Chapter Three

Three

Jane

June 2001

I sit across from my mother in the study, beside the bookshelf jammed with picture frames and waterlogged novels, at the Steinway. With its characteristic black sheen, it’s the piano I tended to play growing up, for no other reason than to be different from my mom, who was always seated at the Baldwin. It’s been decades since she gave me lessons, since I’ve spent any real time at it, but without a piano of my own, I’m drawn to this room whenever I’m over. Sitting on this bench helped remind me of who I was when years ago, I strayed so far I was sure I’d never speak to my parents again, never mind be enveloped in the safety and comfort of this room. I can’t sit near these pianos and feel lost too long. I am in the thousands of strokes of my fingers on the keys, as my spine lengthened and my feet grew to reach the pedals, my mother beside me, music the one place we could always meet.

I don’t allow myself to look at her, to calculate all the ways she has already changed that I somehow missed. The tiny fractures I chalked up to normal aging. I can’t bring myself to face the real culprit, the one that can’t be reasoned with, the diagnosis I should be focusing on, that would bring me to my knees if I weren’t so bewildered by their response. Not when it’s much easier to confront the flawed being that is my mother, to dip into the years we did battle and draw from them a shield to cover what I could be feeling, should be feeling. I can’t be generous with her right now, offering condolences, without somehow agreeing there may be justification to her thought process. Not when they’ve made this decision without us, without allowing us to plead a different case. Not when one year is so arbitrary, when she might have many more. Not when digging for details, facts, timelines, all the ways I usually build a full picture, will point to dying mother . Instead, I play scales with my left hand, unable to fight the subconscious muscle memory. “So what did you want to talk about? Another bomb to drop on me?”

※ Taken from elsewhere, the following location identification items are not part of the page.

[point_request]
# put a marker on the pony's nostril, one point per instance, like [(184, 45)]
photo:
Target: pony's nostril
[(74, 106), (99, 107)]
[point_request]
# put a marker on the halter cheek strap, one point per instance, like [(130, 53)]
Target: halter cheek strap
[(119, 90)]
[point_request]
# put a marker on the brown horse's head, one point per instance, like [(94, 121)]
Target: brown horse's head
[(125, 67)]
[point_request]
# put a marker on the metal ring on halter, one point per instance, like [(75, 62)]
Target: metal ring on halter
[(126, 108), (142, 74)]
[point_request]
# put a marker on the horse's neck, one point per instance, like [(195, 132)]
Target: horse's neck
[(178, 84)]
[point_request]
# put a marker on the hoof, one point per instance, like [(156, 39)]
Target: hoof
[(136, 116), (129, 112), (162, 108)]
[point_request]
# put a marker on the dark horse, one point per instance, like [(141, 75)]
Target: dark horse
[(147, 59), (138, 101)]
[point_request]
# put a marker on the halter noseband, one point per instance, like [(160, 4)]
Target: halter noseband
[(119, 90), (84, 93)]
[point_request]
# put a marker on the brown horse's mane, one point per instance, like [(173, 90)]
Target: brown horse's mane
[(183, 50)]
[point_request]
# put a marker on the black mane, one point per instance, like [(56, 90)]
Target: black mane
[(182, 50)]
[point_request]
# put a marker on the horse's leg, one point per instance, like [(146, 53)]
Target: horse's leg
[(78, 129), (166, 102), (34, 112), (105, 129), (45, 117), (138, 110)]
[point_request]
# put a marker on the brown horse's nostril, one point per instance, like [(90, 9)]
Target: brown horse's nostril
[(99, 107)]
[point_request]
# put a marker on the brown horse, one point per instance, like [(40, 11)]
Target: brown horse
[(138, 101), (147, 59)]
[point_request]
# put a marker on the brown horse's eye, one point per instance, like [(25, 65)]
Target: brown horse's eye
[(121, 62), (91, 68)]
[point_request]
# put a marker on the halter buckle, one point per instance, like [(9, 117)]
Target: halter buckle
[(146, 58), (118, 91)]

This is the first time I’ve seen her, seen either of them—although Dad is conveniently busy in the garden, leaving us alone in here—since they made that ridiculous announcement, presenting it to the three of us in a pleasant package, setting out appetizers and asking about our jobs before handing it over to detonate in our arms. Thomas was silent, cagey, when I dropped him off at the train station that night. We don’t talk regularly; our schedules—me recording my segments in the studio early mornings, and my brother working until ungodly hours at night—mean we mostly catch up at holidays and on birthdays. So it was a shock when he called me the next afternoon, demanding we stop our parents before it’s too late. Obviously, I agree. We can’t let them go through with this. Mom, not now, not yet, at least. Dad, not ever. But they have always been this way, wrapped up in each other, codependent, and part of me is not surprised they would propose an end like this. A world where the end of one means the end of both. It seems like exactly the kind of thing they would come up with, and when I told Thomas that, he hung up on me.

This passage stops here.